Po ośmiu kolejkach ekstraklasy Lech znajduje się w strefie spadkowej, na przedostatnim miejscu w tabeli. Niewiele lepiej spisuje się Belenenses, które po czterech meczach zajmuje dopiero szesnaste miejsce, tuż nad strefą spadkową. W miniony weekend piłkarze tego klubu przegrali z Benficą Lizbona 0:6.
- Piłkarze Lecha nie są w najwyższej formie, ale w europejskich pucharach mają szczęście do przeciwników. O ile rywale ligowi są w stanie wysoko zawieszać im poprzeczkę, o tyle węgierski Videoton okazał się dla nich słabym przeciwnikiem. Lechici poradzili sobie bez problemu - mówi w rozmowie z serwisem WP SportoweFakty Piotr Reiss.
Przypomnijmy, że w IV rundzie eliminacji Ligi Europy mistrzowie Polski wygrali z węgierskim klubem 3:0 u siebie i 1:0 w meczu wyjazdowym.
- Wydaje się, że Beleneses to podobny rywal. Myślę, że ten mecz to idealny moment na odblokowanie. Portugalski zespół ma wiele problemów i mam nadzieję, że piłkarze Macieja Skorży zdołają to wykorzystać. Jeżeli wygrają, to wkrótce rozpoczną marsz w górę tabeli. Nie tylko w Lidze Europy, ale i w ekstraklasie - podkreśla Reiss.
W rozgrywkach grupowych Lech zmierzy się także z FC Basel, z którym niedawno rozegrał dwumecz w III rundzie eliminacji Ligi Mistrzów. Poznaniacy odpadli po porażkach 1:3 i 0:1. Rywalizację w fazie grupowej Ligi Europy mogą potraktować jako szansę na rewanż.
- W trakcie eliminacji Ligi Mistrzów w klubie narzekano na to, że Lech trafił na Basel, bo jest to drużyna, która w poprzednich sezonach z powodzeniem grała w europejskich pucharach. W ostatnim dwumeczu było jednak widać, że zespół znajduje się w przebudowie i ma pewne problemy. Uważam, że ta drużyna była do ogrania. I myślę, że ciągle taka jest. Lechici mają naprawdę spore szanse - przekonuje były napastnik Lecha.
W grupie znajduje się także włoska Fiorentina.

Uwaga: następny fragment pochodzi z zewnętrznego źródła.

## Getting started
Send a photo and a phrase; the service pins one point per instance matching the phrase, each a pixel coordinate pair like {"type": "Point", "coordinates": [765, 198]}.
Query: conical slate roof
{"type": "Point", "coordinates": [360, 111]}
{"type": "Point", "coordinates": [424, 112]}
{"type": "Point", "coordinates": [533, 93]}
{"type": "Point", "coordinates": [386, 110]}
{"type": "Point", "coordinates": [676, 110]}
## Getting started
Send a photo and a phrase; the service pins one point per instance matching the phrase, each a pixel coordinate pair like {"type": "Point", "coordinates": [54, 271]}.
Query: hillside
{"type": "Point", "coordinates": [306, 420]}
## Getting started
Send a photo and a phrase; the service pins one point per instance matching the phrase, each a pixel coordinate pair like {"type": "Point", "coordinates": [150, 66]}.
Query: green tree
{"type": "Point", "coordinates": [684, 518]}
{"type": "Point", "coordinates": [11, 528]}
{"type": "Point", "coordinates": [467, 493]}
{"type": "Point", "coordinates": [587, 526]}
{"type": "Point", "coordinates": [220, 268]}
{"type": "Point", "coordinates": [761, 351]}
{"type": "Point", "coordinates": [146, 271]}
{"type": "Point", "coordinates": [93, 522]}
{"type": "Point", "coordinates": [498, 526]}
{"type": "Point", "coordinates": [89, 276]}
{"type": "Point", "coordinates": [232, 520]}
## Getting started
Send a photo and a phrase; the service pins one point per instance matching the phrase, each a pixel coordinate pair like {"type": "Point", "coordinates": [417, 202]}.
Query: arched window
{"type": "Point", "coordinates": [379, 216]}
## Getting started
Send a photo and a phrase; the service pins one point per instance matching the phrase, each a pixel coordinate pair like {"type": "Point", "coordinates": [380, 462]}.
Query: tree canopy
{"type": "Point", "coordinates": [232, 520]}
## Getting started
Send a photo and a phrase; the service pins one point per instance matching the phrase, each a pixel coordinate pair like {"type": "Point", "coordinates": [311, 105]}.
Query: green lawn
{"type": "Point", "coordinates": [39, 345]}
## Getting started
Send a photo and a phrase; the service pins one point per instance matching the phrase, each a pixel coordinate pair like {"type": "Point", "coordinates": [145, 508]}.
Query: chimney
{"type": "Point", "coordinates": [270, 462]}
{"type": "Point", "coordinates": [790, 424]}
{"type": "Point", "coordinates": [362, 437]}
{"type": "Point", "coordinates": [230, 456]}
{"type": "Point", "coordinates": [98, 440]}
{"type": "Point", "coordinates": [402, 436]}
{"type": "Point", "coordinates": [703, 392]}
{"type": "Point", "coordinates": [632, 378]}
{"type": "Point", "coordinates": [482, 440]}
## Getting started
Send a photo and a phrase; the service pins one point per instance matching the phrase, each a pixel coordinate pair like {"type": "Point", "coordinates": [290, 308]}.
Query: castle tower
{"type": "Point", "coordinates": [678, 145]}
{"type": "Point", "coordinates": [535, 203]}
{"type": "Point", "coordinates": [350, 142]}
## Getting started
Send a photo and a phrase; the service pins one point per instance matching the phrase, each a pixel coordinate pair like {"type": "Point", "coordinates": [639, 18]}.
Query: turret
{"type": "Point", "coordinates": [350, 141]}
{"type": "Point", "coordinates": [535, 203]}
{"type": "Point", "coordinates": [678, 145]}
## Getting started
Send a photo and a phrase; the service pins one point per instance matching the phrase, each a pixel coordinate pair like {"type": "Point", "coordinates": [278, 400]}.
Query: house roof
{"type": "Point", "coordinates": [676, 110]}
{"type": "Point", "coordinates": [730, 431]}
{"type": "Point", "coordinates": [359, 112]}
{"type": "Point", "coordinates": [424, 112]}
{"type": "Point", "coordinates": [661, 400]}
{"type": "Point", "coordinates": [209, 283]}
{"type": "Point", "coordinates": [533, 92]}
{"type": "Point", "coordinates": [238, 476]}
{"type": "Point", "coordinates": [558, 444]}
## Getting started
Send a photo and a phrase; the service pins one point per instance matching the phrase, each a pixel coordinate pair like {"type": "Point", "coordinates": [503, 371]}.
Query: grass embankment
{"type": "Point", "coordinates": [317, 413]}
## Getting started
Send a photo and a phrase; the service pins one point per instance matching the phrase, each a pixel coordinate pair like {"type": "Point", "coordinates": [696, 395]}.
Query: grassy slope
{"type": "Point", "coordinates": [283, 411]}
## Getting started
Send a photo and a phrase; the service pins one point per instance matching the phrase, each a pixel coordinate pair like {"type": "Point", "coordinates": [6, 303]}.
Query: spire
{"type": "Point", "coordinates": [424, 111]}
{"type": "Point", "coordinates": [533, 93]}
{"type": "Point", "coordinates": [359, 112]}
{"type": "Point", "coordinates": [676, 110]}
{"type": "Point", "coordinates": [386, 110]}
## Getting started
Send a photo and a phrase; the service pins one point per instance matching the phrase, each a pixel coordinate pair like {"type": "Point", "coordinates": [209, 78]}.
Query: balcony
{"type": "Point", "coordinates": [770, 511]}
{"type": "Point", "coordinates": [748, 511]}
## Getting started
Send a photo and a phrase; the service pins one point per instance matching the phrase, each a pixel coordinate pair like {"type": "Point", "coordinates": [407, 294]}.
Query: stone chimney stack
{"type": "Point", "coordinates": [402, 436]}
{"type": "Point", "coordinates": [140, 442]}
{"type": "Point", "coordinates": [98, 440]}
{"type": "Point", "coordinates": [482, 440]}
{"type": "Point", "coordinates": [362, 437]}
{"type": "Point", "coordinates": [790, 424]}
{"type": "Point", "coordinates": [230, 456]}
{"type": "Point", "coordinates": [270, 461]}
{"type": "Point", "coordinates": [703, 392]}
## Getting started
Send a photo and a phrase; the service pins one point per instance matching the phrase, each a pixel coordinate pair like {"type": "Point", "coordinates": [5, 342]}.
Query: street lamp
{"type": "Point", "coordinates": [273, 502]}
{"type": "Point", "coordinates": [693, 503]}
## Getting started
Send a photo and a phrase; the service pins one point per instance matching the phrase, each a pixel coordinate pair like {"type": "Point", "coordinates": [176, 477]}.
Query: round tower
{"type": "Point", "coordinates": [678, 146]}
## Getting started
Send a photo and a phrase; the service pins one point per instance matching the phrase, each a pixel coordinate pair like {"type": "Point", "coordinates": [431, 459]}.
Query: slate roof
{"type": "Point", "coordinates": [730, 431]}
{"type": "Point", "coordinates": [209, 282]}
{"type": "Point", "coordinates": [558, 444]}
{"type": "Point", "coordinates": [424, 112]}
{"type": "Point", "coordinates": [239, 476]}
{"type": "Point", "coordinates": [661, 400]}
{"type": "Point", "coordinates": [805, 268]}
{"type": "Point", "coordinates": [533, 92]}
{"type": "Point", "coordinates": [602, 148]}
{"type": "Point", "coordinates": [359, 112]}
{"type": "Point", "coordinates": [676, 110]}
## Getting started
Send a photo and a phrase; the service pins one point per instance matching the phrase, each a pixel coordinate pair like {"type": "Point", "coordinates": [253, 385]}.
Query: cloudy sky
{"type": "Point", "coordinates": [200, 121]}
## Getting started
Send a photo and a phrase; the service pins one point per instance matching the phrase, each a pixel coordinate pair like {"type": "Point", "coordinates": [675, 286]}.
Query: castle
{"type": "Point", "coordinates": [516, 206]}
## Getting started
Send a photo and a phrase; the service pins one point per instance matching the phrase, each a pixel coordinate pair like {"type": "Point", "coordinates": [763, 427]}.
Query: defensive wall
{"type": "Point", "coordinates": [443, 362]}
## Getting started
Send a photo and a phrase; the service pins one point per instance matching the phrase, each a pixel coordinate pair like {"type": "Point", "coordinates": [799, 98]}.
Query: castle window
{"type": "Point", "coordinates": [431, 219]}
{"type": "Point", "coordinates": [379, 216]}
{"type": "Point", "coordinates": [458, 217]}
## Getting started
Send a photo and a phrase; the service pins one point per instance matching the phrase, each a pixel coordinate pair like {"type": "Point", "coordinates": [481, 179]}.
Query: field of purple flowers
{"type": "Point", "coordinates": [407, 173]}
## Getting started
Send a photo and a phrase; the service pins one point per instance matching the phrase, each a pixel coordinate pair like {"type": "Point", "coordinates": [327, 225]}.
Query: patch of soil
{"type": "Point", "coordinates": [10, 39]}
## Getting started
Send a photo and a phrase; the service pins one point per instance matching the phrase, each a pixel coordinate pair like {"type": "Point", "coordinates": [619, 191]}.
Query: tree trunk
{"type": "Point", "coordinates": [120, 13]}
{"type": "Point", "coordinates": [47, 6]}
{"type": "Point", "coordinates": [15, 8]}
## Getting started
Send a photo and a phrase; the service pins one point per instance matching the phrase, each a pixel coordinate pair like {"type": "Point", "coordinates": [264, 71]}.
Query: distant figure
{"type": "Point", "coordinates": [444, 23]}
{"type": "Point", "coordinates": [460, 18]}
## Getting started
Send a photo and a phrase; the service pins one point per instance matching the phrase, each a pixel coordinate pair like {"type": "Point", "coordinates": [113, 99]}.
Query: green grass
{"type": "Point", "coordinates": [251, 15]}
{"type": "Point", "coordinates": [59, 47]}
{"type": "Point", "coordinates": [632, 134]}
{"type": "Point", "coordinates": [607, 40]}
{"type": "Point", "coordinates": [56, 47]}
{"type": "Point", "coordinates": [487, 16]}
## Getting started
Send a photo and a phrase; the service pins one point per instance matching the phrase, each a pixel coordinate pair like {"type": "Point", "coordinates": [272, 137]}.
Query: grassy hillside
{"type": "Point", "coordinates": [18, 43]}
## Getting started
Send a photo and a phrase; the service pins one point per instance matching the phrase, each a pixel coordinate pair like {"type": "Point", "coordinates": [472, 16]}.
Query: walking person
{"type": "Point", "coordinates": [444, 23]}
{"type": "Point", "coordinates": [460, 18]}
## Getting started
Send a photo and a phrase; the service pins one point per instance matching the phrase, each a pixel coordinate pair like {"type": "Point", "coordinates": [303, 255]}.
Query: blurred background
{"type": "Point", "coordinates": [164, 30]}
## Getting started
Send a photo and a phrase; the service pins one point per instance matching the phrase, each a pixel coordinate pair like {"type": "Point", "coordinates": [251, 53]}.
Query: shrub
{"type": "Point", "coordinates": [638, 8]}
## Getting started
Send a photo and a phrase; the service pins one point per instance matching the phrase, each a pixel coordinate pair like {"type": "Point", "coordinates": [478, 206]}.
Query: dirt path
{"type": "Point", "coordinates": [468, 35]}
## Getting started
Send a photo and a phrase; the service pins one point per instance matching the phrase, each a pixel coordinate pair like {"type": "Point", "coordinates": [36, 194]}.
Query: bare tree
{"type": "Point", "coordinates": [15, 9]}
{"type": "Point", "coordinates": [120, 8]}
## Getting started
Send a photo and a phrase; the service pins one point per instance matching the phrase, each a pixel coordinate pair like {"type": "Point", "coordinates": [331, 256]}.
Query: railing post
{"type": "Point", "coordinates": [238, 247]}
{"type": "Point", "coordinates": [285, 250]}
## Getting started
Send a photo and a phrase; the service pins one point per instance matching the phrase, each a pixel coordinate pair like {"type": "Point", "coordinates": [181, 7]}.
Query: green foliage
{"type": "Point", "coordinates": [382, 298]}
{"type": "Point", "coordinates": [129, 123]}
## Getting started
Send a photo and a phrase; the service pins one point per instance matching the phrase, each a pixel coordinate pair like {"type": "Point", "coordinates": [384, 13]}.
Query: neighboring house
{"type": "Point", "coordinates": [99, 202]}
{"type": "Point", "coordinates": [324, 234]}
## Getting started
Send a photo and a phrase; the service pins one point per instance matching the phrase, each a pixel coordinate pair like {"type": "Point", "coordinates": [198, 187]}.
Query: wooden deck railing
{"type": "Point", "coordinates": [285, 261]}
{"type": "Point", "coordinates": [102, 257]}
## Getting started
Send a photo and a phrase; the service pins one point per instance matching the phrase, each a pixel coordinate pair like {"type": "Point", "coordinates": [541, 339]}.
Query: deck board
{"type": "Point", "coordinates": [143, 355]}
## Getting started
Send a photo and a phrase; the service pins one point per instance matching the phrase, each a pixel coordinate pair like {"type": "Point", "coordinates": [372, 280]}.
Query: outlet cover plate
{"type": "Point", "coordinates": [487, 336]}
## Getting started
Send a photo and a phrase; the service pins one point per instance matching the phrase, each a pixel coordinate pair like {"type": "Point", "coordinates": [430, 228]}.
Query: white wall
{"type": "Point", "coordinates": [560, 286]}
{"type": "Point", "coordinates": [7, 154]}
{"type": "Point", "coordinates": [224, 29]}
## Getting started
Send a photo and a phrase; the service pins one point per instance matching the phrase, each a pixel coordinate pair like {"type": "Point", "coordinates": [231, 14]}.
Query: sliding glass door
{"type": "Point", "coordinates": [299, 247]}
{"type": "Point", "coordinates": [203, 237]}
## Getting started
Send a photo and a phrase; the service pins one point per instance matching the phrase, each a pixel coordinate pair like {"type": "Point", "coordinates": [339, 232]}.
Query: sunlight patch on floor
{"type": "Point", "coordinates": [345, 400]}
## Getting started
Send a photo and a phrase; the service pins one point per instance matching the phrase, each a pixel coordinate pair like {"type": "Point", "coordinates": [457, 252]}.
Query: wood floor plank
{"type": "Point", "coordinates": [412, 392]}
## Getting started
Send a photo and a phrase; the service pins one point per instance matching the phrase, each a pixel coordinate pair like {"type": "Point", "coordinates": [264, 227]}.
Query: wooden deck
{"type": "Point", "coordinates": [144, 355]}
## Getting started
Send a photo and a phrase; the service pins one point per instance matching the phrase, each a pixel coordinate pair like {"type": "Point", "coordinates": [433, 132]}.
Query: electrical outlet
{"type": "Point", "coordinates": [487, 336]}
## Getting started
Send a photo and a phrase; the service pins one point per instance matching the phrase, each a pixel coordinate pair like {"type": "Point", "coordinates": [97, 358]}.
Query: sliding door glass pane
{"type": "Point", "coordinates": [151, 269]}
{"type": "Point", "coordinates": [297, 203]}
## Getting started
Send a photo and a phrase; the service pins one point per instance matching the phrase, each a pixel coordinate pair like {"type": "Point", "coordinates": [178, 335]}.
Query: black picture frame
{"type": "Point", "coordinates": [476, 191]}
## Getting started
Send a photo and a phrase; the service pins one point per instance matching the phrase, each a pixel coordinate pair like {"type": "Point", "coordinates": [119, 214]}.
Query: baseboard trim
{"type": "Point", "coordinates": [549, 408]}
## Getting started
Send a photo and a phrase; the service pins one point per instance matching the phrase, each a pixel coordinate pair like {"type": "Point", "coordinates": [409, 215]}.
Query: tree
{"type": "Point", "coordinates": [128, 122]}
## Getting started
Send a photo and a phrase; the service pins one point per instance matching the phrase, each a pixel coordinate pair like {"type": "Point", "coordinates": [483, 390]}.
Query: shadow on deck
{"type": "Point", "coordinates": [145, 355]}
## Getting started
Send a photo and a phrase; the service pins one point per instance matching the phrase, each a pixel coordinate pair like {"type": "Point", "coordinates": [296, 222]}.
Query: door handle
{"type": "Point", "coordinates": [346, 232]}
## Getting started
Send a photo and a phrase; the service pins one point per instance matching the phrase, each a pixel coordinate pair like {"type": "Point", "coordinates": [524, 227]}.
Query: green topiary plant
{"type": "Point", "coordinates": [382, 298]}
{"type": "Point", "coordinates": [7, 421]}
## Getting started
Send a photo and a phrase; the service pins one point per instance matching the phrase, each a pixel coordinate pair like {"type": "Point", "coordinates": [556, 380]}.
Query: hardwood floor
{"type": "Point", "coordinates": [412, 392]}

- Teoretycznie to najsilniejszy zespół w grupie. Aczkolwiek Włosi różnie podchodzą do meczów w Lidze Europy. Zdarza się, że skupiają się na rozgrywkach ligowych i dają szanse dublerom. Najważniejsze z kim będą grali w lidze tuż przed i tuż po meczu z Lechem. Jeśli będą to mocni rywale, to możliwe, że w spotkaniu z mistrzami Polski wystąpią zmiennicy. A wtedy może okazać się, że Fiorentina jest w zasięgu Polaków - uważa Reiss.
Pięć lat temu Lech Poznań w fazie grupowej Ligi Europy trafił na znacznie silniejszych i bardziej medialnych rywali - Manchester City, Juventus Turyn i FC Salzburg. Polski zespół sprawił sensację i zdołał wywalczyć awans do 1/16 finału.
O sile zespołu stanowili wtedy m.in. obrońcy Bartosz Bosacki i Manuel Arboleda, pomocnicy Sławomir Peszko, Siergiej Kriwiec i Semir Stilić, a także grający w ataku Artojms Rudnevs. Choć dziś Lech ciągle dysponuje dużym potencjałem, to nazwiska piłkarzy na razie wydają się mniej spektakularne niż miało to miejsce w zespole, który pokonał Manchester City i dwukrotnie zremisował z Juventusem Turyn.
- Wtedy w drużynie było więcej doświadczonych zawodników, którzy w trudnym momencie potrafili pokazać charakter. Doskonale pamiętam mecz z Austrią Wiedeń z 2008 roku, kiedy w 120. minucie Rafał Murawski strzelił gola na wagę awansu do fazy grupowej Pucharu UEFA. W Lechu było wtedy kilku liderów, którzy potrafili zmobilizować kolegów do walki. I zawsze walczyli do końca - wspomina Piotr Reiss.
- Dziś Lech dysponuje trochę młodszym składem, co nie znaczy, że jest to drużyna gorsza. Jeśli chodzi o potencjał sportowy, to myślę, że jest porównywalny. Mam nadzieję, że w decydujących momentach Maciej Skorża będzie mógł liczyć na to, że liderzy jego zespołu pokażą charakter. Podobnie jak miało to miejsce w zespole sprzed kilku lat - podkreśla.